It was mere days before election year, and thus the holiday family dinner I had been dreading arrived. Especially bad for me was my recently earned poli-sci masters and the included expectation of me being able to swing with the tipsy pundit-wannabe punches of my close family. That day was Christmas eve, and everything was going as predicted. As usual, the women were in the kitchen, the old men in the sitting room, and me wishing I were playing around the house with my younger cousins rather than being pressured into drinking skunk-smelling beers. The news that evening was running an exposé on how the candidates were spending their holidays.
Among the group, there was the Mogul from New England, the incumbent vice president trying to keep momentum, and most notably, The Pastor. “What do you think of that Joseph Cummings, Jude?” My father spoke up, beer foam stuck to his dark mustache. “You know I went to Sunday school with that boy when we was kids.”
“That’s right!” An uncle chimed in. “We got him to fall out of that tree once!”
“Oh-” I listened in, surprised at the sudden revelation. “I did hear he was from around here…”
“He might as well been a cousin, even being white and all.” My dad spoke up, trading slaps on the arm with his brothers.
“Well…” I said with a sigh, looking to the man on TV struggle to counter the questions with Bible verses. “His forte certainly isn’t politics. He doesn’t even have any sort of staffers, it looks like.”
A second uncle slapped his thigh. “He’s got the bible and Jesus, all a man truly needs.”
“Yeah, for some… not a bad speaker, though. What, he runs a parish out in the panhandle, right?”
“He’s got my vote.” My grandfather chimed in with a grunt from the couch against the back wall.
My mother exited the kitchen with the first of the food, pausing to stare into the TV screen. “I’d have to say so too. Not many of these folks in politics these days are bold enough to give the lord an old fashion praisin’. He’s not bad to look at, either.”

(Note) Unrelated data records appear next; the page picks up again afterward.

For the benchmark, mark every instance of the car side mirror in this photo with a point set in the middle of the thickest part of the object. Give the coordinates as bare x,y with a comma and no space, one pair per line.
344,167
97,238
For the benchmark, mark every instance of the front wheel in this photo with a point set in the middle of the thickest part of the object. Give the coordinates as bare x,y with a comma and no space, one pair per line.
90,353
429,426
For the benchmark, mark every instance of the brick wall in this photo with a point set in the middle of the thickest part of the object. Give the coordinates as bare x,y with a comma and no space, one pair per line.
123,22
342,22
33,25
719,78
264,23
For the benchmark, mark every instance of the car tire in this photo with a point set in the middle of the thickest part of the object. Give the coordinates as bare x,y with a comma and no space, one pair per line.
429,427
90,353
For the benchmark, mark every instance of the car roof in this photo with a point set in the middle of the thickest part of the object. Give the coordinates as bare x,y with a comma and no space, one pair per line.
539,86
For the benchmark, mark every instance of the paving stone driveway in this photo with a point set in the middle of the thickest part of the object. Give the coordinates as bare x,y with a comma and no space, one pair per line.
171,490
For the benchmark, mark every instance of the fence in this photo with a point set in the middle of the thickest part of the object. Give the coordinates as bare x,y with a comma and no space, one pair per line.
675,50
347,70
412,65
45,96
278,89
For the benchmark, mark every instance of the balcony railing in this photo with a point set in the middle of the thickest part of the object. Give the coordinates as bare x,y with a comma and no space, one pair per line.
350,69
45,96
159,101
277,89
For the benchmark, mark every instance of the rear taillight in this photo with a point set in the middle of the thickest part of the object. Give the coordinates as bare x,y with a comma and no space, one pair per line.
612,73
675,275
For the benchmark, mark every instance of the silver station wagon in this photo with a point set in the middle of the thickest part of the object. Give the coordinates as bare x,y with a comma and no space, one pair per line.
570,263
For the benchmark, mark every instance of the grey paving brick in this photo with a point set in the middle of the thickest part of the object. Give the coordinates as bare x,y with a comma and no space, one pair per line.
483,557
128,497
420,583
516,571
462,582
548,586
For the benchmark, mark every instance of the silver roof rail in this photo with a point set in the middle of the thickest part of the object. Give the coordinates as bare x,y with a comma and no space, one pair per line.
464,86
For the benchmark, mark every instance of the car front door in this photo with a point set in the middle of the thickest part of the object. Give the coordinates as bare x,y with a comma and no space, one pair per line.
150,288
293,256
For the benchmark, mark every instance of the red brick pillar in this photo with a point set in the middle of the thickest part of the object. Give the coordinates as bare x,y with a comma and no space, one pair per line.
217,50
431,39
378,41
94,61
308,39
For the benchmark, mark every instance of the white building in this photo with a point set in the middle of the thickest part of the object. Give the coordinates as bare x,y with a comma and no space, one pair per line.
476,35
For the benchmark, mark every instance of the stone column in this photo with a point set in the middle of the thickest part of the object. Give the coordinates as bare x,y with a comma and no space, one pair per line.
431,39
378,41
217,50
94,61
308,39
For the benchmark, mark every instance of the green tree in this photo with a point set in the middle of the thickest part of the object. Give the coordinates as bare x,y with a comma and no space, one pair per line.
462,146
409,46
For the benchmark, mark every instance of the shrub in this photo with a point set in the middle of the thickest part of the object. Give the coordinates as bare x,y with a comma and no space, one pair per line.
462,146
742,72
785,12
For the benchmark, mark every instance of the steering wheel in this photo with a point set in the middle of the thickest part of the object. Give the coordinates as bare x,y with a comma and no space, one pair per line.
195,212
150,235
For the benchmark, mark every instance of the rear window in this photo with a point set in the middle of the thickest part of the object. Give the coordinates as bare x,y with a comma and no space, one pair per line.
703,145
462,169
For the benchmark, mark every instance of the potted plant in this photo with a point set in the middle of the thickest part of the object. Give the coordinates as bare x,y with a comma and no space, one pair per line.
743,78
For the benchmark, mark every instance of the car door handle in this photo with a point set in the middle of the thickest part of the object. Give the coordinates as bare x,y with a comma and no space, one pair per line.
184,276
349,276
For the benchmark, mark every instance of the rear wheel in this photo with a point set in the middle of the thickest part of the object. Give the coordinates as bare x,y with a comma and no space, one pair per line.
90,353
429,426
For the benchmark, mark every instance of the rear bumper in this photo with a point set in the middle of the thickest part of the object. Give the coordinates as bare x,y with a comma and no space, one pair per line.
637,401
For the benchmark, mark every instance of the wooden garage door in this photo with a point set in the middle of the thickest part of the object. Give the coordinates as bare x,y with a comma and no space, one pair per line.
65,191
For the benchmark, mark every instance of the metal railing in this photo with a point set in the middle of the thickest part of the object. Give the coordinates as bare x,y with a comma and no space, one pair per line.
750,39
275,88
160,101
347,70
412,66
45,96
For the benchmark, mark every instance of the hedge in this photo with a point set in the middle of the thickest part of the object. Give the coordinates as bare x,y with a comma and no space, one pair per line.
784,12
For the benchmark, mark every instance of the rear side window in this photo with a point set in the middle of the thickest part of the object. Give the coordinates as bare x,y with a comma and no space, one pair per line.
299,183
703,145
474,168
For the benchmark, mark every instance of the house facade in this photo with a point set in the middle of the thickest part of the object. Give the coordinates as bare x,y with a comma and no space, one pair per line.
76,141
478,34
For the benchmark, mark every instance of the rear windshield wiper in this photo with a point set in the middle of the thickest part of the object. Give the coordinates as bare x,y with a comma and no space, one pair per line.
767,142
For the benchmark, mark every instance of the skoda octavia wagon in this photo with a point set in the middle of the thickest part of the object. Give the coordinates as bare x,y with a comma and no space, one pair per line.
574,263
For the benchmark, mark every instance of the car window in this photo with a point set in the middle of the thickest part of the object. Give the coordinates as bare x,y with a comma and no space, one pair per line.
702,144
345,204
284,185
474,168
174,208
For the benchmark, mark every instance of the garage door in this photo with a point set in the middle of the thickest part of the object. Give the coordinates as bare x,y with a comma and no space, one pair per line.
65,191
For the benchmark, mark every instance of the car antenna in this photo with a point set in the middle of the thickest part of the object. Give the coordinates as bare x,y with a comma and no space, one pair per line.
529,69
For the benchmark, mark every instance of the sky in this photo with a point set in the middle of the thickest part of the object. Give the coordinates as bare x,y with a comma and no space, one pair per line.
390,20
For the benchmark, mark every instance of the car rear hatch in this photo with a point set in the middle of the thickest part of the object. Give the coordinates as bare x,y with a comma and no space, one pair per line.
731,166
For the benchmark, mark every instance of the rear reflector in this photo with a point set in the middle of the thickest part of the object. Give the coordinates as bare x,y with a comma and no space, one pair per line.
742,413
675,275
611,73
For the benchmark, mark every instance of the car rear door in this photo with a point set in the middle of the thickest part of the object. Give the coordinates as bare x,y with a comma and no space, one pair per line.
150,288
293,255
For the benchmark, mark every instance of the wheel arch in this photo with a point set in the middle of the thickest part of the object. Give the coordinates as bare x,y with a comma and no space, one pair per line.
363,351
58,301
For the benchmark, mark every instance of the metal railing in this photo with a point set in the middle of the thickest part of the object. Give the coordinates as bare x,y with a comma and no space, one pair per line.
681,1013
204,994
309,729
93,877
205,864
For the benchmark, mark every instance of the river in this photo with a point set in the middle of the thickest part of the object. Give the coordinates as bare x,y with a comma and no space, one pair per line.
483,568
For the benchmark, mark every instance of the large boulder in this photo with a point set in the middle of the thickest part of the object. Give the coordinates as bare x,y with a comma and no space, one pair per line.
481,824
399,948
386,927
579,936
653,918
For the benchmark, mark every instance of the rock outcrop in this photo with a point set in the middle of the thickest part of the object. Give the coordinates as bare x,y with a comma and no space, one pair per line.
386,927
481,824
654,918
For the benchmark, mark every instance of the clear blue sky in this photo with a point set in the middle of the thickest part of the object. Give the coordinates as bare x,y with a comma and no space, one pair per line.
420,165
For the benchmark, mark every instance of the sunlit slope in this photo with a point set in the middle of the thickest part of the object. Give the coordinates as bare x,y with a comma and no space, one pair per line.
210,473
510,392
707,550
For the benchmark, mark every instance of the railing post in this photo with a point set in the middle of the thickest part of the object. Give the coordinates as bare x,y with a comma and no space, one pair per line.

My father jerked back in his seat with a grunt and glance to my mother.
“Well, for a white fella’, that is.” She concluded, pulling herself away back to the kitchen. “Help us out, Jude, since these farts won’t.”

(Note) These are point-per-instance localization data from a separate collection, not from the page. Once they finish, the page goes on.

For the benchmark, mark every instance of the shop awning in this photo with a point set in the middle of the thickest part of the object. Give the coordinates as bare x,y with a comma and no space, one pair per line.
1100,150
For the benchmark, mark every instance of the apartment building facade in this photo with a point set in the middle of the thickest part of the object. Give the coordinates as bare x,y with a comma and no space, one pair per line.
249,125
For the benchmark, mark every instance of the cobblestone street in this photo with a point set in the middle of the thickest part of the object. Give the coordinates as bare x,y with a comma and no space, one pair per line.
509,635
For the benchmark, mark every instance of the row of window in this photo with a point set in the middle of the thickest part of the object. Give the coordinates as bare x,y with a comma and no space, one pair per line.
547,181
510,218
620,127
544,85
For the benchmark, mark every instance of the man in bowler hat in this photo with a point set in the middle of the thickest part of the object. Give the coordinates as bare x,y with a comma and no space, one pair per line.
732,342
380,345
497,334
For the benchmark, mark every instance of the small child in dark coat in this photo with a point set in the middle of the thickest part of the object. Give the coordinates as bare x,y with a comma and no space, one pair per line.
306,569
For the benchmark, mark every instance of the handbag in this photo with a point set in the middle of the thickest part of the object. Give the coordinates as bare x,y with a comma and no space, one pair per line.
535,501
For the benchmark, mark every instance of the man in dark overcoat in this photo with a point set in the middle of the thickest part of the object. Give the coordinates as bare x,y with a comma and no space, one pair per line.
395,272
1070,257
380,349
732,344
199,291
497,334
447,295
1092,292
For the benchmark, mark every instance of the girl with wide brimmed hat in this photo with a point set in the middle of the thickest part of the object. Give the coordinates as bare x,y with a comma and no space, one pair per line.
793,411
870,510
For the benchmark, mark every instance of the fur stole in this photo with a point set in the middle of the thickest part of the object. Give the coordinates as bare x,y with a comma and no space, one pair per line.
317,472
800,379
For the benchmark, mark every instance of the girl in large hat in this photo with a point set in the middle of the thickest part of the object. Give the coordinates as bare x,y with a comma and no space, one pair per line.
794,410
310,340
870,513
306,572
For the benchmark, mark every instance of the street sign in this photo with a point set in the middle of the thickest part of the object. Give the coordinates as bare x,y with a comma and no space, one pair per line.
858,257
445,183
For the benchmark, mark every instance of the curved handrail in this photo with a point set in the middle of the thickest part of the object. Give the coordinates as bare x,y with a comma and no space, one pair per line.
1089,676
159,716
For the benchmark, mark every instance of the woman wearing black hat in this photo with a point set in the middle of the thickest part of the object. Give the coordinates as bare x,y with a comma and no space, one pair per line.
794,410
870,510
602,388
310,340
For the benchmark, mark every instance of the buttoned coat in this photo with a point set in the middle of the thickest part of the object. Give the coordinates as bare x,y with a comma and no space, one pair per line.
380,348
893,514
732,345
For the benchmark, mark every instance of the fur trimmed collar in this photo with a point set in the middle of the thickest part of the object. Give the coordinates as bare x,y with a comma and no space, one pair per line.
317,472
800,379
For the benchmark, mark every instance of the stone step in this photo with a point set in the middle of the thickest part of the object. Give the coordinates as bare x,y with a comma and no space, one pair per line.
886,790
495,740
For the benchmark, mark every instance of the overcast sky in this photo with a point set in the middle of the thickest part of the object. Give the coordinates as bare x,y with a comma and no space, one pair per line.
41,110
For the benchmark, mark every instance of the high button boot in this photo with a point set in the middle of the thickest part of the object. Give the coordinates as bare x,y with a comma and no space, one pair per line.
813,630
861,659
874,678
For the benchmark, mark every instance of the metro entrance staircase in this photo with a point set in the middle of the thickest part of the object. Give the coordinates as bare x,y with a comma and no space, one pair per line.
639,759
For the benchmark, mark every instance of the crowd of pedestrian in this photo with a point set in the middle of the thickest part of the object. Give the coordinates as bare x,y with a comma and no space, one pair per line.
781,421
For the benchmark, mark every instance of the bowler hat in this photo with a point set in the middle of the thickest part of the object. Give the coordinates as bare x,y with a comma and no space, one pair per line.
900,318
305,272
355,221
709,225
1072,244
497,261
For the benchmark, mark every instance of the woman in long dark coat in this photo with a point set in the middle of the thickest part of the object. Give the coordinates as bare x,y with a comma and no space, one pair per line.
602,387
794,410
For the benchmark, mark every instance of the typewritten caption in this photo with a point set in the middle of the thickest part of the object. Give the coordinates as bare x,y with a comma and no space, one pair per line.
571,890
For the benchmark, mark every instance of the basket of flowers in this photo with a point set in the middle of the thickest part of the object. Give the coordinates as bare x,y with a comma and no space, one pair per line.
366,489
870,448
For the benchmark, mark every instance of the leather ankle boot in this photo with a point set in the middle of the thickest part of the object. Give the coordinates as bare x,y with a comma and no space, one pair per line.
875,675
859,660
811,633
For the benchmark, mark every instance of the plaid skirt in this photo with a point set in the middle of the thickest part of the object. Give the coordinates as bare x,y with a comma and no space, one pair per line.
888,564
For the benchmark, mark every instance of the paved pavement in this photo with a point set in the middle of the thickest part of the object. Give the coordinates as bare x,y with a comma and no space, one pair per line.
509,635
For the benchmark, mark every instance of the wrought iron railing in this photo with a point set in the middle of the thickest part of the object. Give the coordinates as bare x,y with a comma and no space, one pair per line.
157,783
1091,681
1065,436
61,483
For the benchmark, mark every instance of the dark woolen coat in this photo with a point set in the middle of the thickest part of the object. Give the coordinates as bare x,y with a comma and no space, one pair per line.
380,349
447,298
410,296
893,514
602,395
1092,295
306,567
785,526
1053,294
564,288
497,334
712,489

The news was still playing in the background while the bird was carved. My father, sat across the table from me, was partially still focused on the screen while dragging his knife loudly on the plate. “Jude, ya know…” He said, turkey shoved into his cheek. “I bet the pastor could get it good having someone like you on his team, Jude. Someone to give his campaign the whoopla it needs, like you said.”
“I mean, a campaign adviser would do him good; he’d do well to be kept in check just a little bit.” I said with a shrug, doubting my words would even be heard. “…But I’m not going to go out just yet and destroy my political career already,” I replied in only slight exaggeration.
My father was already shouting across the table at his brother before I finished pushing out the words. “John, you still got that Cumming’s boy’s auntie’s number? We need to give him a call. Love, we can have him over for New Years, just something nice and small.”
My mother nodded daintily in response to the idea. “I suppose I can arrange something.”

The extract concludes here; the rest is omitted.